Was mal gesagt werden muss...

Und genau da liegt für mich das Absurde an der ganzen Thematik. Dieses Fastending hat ursprünglich einen kirchlichen Hintergrund und beginnt nach Karneval (Carne = Fleisch, Vale = Leb wohl), wo bei mir schon das erste Fragezeichen aufploppt. Denn wieso soll man damit nach Karneval anfangen? Wieso nicht nach der übermässigen Weihnachts- und Silvestervöllerei? Das wäre in meinen Augen sehr viel logischer, denn ursprünglich ging es ja darum, einfach kein Fleisch mehr zu essen. Ursprünglich hatten die Menschen keine Hobbys und bewegten sich nur zwischen Kirche und Arbeit und waren daher voller Enthusiasmus beim Fasten dabei.

Ursprünglich war auch das größte Problem der Menschheit, "was denn die Leute denken sollen", also hielt sich jeder fein brav an die Vorgaben der Kirche und überwachte mit Argusaugen die Nachbarschaft. ... bis ein paar gewitzte Jugendliche auf die Idee kamen, das Karfreitags-Grillen einzuführen. Natürlich mit Fleisch auf dem Rost. Viel Fleisch! Unnötig zu erwähnen, dass das einer Blasphemie gleich kam und infolgedessen zu der Zeit vermutlich lange Schlangen vor den Beichtstühlen standen.

Ich bin geboren und aufgewachsen im ostwestfälischen Paderborn, das katholischer als der Papst ist. Mit einer Oma, die noch katholischer als das katholische Paderborn war und deren einzige Lektüre ihr Gebetbuch war. Die andauernd ein "GebenedeitsestduMariavollderGnaden" vor sich hin brabbelte (An dieser Stelle sei kurz erwähnt, dass das Wort "Gebenedeit" mein ganz persönliches Unwort ist. Ernsthaft, ich kenne kein Wort, das weniger ästhetisch klingt!). Glücklicherweise konnte meine Mutter, die aus dem Norden stammt, sich in dem Punkt durchsetzen, meinen Bruder und mich evangelisch taufen zu lassen. Anderenfalls hätte ich ganz sicher ein Kindheitstrauma davongetragen und wäre schon an meinem 18ten Geburtstag aus der Kirche ausgetreten. Aber auch so wurden uns die Kirchenbesuche und das, woran wir gefälligst zu glauben hatten (weil das eben jeder macht und was sollen denn die Leute denken...), regelrecht aufgezwungen, was dazu führte, dass wir uns schon in jungen Jahren völlig verweigerten.

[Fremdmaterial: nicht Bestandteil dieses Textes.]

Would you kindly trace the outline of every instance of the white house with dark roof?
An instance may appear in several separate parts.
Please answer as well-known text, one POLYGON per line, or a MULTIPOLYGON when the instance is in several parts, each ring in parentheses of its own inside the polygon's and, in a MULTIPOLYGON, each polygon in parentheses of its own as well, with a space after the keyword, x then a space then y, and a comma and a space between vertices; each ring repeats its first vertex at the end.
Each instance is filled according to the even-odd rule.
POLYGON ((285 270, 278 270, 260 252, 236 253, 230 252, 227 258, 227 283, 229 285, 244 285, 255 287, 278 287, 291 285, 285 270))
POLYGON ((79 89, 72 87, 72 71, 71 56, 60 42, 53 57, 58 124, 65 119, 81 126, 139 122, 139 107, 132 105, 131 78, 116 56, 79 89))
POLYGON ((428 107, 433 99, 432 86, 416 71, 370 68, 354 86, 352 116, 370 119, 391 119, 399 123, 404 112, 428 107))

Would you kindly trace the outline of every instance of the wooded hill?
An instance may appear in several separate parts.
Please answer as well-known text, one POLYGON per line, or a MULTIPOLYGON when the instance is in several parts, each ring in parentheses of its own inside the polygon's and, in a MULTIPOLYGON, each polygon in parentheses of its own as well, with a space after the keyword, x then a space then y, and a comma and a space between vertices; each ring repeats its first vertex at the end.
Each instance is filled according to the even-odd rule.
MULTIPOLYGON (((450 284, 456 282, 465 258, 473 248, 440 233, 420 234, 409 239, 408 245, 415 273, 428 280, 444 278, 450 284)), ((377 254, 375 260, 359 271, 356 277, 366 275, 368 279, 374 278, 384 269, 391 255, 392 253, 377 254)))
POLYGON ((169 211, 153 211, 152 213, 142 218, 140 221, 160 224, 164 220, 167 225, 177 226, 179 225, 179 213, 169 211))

Dem aufmerksamen Leser dürfte also nicht entgangen sein, dass ich von allem, was mit Kirche und Glauben zu tun hat, nichts halte. Genauer gesagt finde ich es völlig unlogisch, ein imaginäres Wesen anzubeten. Meiner Meinung nach ist dieser ganze Glaubenskram die größte und erfolgreichste PR-Aktion aller Zeiten und die Bibel die erste BILD-Zeitung der Menschheitsgeschichte. Jede Religion behauptet von sich, die einzig wahre zu sein und jeder legt sich "Gottes" Gebote aus, wie er sie gerade braucht. Menschen bereichern sich unter dem Deckmantel der Kirche und fügen anderen Menschen Leid zu.

Versteht mich nicht falsch, denn ich akzeptiere den Glauben eines jeden Menschen - so lange er niemand anderen damit belästigt, bedroht oder Schaden zufügt (*kurz mal gen Osten rübergewunken*). Für mich persönlich ist es allerdings eine von vorne bis hinten völlig unlogische Sache, der ich absolut nichts abgewinnen kann.

 

Diese Macht der Kirche funktionierte wie gesagt vor Jahrzehnten, als die Menschen nichts hatten außer ihre Arbeit und ihren Glauben und ein Ausschluss aus der Gemeinde das Allerschlimmste gewesen wäre. Als man jede Krankheit, für die man keine Erklärung hatte, jeden Tod und jede schlechte Ernte "Gott" in die Schuhe schieben konnte. Heute funktioniert das nicht mehr, denn die Menschen haben sich - im Gegensatz zur Kirche - weiterentwickelt.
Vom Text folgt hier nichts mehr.